This project aims to determine how to morph faces using a mesh of corresponding points to transform pixels in a smooth way. We can use these techinqies to find the average face of a population, along with caricatures and gender changing.
First, two similar images are chosen, and made to be the same size. Then, corresponding points were selected using this link.
https://cal-cs180.github.io/fa23/hw/proj3/tool.html Then, the points are trangulated using the Delaunay triangulation. The images are then aligned by finding the dx and dy values that scipy.spatial.Delaunay.simplicesThe 'average shape' was generated by averaging the corresponding points of the two images. Then, a trangulation was applied on these midway points. An affine transformation function was defined, and we calculated a linear transformation matrix to apply to the triangles. For each trangle, coordinates are created using sk.draw.polygon, and are multiplied by the inverse transformation matrix. The color of the image was determined by blending the images, but an interpolation function was defined to determine the final color of the pixel.

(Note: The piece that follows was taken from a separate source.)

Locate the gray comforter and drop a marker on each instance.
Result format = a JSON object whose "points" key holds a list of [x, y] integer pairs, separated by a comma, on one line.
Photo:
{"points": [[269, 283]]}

A wrapper function was created to accept a decimal rather than the fixed 0.5 used in the previous section. This function is then called on a range of values from 0 to 1.

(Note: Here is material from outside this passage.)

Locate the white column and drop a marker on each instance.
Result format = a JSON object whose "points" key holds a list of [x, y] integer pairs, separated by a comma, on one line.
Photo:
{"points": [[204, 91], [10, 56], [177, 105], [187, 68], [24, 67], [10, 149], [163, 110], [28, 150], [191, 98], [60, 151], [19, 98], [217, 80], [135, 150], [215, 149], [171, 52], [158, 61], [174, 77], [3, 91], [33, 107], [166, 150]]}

The average shape of the population was calculated by averaging the corresponding points of the images. Then, each image is warped to the average using the morphing function from the previous part. All of the morphed images are then averaged to create the final average face.
The same morph function was used, but the average shape formula was changed to caricature = scale * (face - avg_face) + avg_face.
I tried to change the gender of my face by blending it with an average asian female face I found online.